Then and Now: Carnation Farms
Long before California adopted their slogan of “The Home of Happy Cows,” the Snoqualmie Valley’s Carnation Farm was internationally known as “The Home of the Contented Cows.”
Carnation Farms built their dairy operations around the concept of contented cows. It all began in 1908, when founder E.A. Stuart purchased the original 360 acres of farmland—sight unseen because of a tip from his friend, Sam Hill, that the railroad would soon connect to this part of the world. Stuart’s first task was to figure out how to get milk to market. You can read about that story in our companion blog. Stuart’s work not only revolutionized the way milk was distributed, but also fundamentally changed milk production, starting with the cows themselves.
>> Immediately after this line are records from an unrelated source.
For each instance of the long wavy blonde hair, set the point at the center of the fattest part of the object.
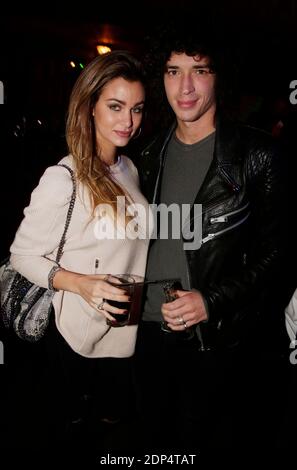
(80, 129)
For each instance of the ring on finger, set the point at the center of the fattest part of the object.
(101, 305)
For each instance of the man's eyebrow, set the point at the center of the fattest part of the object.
(196, 66)
(124, 102)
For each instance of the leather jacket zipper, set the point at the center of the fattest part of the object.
(224, 217)
(211, 236)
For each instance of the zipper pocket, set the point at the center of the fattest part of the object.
(96, 266)
(211, 236)
(235, 186)
(224, 218)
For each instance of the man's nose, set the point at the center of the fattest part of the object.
(187, 84)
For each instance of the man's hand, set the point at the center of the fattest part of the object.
(187, 310)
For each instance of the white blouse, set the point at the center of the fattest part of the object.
(92, 246)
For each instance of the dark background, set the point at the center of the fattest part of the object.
(39, 41)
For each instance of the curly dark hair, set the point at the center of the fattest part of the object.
(192, 39)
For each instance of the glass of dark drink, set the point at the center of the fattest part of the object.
(127, 283)
(169, 288)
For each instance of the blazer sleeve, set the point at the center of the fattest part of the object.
(37, 238)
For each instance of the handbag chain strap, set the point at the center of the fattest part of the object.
(69, 214)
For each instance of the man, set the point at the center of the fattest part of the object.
(196, 389)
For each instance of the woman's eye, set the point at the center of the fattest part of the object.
(114, 107)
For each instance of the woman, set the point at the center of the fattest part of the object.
(105, 112)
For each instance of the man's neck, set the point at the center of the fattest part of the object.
(193, 132)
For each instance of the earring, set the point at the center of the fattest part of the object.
(135, 136)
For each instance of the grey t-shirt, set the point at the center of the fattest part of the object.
(184, 172)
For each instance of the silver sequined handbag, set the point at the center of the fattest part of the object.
(26, 307)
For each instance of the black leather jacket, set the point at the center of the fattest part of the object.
(242, 198)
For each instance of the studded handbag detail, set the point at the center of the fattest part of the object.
(25, 306)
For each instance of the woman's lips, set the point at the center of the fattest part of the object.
(186, 104)
(123, 133)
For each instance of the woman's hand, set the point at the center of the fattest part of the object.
(93, 289)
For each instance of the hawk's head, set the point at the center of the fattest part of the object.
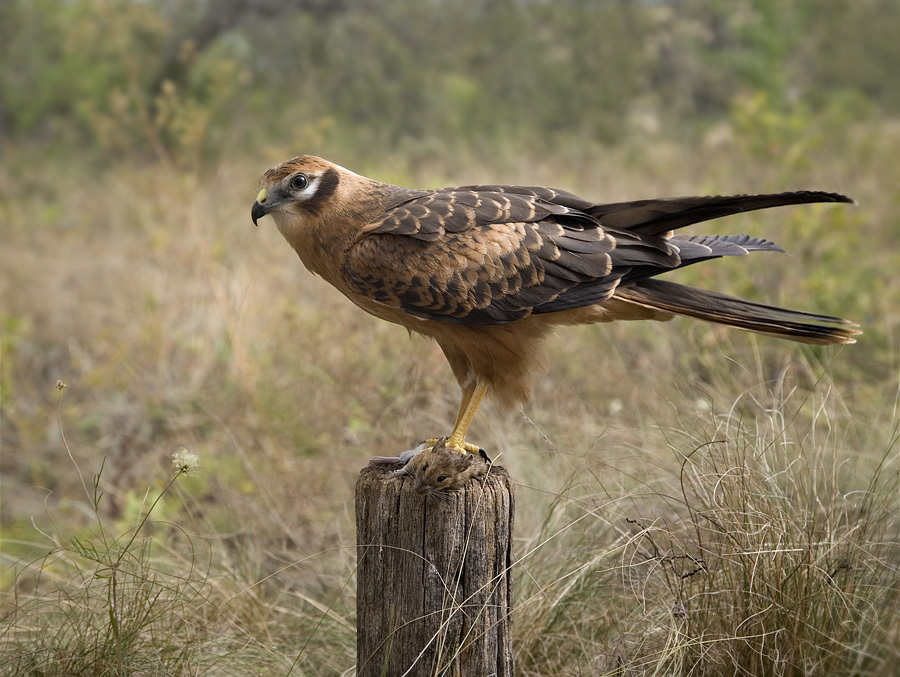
(301, 186)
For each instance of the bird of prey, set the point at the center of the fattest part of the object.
(487, 271)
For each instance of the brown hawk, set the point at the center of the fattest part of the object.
(487, 271)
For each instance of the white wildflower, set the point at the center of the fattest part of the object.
(186, 462)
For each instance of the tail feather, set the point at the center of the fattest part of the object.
(760, 318)
(655, 217)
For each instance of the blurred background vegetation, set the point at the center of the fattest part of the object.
(132, 135)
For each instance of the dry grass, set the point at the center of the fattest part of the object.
(691, 501)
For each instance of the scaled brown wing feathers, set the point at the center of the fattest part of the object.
(488, 257)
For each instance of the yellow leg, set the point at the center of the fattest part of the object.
(471, 399)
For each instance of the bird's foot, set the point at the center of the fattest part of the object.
(459, 446)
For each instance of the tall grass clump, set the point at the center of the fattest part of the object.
(772, 551)
(106, 598)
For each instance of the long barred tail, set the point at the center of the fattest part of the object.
(795, 325)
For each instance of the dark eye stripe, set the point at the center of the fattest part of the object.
(325, 188)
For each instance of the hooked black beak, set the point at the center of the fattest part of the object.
(260, 207)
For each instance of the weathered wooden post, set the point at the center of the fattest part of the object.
(434, 584)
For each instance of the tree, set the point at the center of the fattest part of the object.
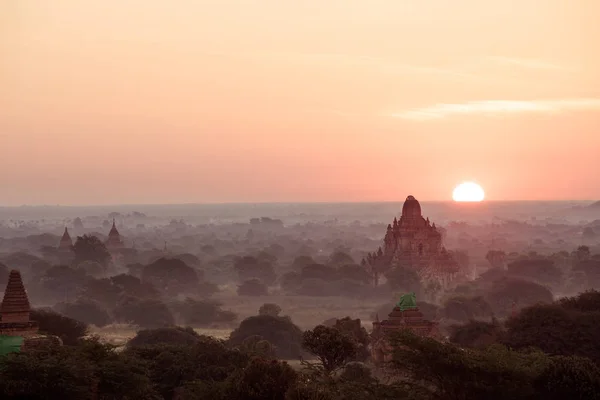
(330, 346)
(146, 313)
(438, 370)
(466, 308)
(319, 271)
(85, 310)
(90, 248)
(201, 312)
(476, 334)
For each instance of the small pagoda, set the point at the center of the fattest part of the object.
(66, 243)
(405, 315)
(17, 331)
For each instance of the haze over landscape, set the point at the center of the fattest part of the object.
(299, 200)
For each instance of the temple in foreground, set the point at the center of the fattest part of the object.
(17, 331)
(404, 316)
(413, 242)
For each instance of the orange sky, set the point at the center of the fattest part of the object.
(123, 101)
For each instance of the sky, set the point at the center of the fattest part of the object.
(192, 101)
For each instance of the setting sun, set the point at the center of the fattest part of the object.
(468, 191)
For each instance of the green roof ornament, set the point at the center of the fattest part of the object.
(407, 301)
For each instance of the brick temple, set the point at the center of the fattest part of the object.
(17, 331)
(413, 242)
(404, 316)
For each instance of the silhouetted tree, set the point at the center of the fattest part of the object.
(330, 346)
(90, 248)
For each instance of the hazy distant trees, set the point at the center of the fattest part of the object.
(252, 287)
(172, 275)
(330, 346)
(269, 309)
(90, 248)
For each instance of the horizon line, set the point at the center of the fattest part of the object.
(284, 203)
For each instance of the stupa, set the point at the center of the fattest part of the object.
(405, 315)
(66, 243)
(17, 331)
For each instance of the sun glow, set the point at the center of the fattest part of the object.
(468, 191)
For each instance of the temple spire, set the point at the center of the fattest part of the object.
(15, 305)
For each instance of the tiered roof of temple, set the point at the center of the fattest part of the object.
(66, 243)
(114, 238)
(404, 316)
(15, 309)
(413, 242)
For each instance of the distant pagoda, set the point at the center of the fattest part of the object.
(15, 309)
(114, 238)
(66, 243)
(404, 316)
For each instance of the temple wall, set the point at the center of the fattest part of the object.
(16, 317)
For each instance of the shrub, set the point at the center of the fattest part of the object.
(280, 331)
(201, 312)
(168, 335)
(146, 313)
(252, 287)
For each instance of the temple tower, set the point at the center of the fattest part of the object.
(66, 243)
(114, 238)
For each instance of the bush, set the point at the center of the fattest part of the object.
(145, 313)
(88, 311)
(280, 331)
(172, 275)
(476, 334)
(67, 329)
(252, 287)
(201, 312)
(269, 309)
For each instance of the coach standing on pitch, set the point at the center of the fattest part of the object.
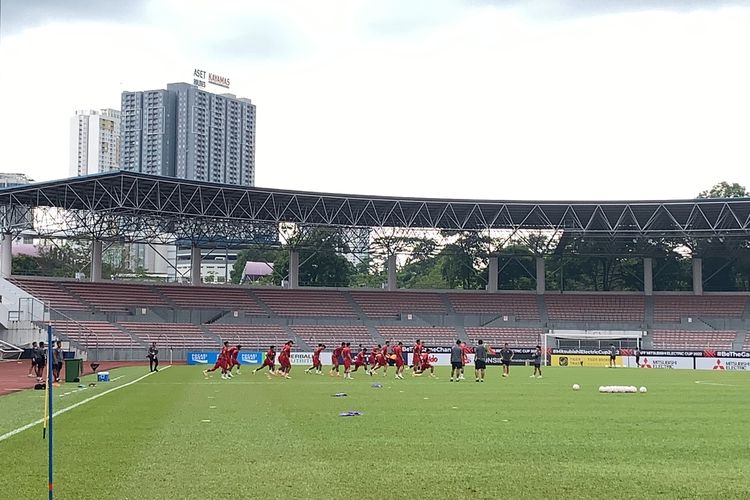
(506, 355)
(153, 357)
(480, 361)
(457, 360)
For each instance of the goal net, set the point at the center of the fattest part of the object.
(594, 344)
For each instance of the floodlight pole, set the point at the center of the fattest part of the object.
(49, 410)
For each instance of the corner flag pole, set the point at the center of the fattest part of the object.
(50, 364)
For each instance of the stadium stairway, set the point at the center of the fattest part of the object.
(260, 303)
(746, 311)
(461, 331)
(357, 308)
(543, 315)
(298, 342)
(448, 304)
(648, 310)
(375, 334)
(76, 296)
(739, 340)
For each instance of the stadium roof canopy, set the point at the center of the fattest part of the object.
(131, 206)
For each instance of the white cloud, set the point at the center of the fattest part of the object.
(465, 101)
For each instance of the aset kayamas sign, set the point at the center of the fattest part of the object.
(201, 77)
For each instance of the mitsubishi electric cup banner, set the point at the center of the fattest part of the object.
(439, 356)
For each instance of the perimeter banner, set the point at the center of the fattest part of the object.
(722, 364)
(209, 358)
(584, 360)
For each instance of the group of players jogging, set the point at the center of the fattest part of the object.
(380, 357)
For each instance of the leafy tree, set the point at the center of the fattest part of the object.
(321, 262)
(368, 273)
(726, 263)
(26, 265)
(725, 190)
(465, 261)
(517, 267)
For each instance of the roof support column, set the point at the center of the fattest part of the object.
(540, 286)
(648, 276)
(293, 269)
(195, 265)
(697, 275)
(492, 276)
(392, 283)
(6, 255)
(96, 260)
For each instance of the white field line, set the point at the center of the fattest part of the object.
(74, 405)
(713, 383)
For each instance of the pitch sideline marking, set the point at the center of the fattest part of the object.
(713, 383)
(74, 405)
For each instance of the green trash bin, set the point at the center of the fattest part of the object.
(73, 369)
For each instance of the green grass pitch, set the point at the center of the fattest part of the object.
(178, 435)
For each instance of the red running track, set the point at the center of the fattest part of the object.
(14, 374)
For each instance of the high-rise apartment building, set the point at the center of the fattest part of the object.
(188, 133)
(94, 141)
(148, 132)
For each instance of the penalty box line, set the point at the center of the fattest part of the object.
(75, 405)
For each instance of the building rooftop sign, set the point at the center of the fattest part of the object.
(202, 77)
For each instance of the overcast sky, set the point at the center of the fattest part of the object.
(504, 99)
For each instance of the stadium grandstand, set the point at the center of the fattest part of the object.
(117, 320)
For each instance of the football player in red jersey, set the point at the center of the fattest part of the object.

Stuart approached the task of improving milk production scientifically and emotionally, embarking on a selective breeding program of Holstein cows which would dramatically increase milk production not only on the farm, but around the world. At the same time Stuart was increasingly paying attention to the bloodlines of his animals, he instituted a policy which would ensure the cows were happy as well as healthy, with the idea that cows which avoided stress and mistreatment would be able to produce more milk. This is where the trademark idea, “home of contented cows,” was born.
In the breezeway of the barn where many of the milking cows were housed, there remains to this day a sign which lays out guidelines for how to treat the cows:
“The RULE to be observed in this stable at all times, toward the cattle, young and old, is that of patience and kindness . . . .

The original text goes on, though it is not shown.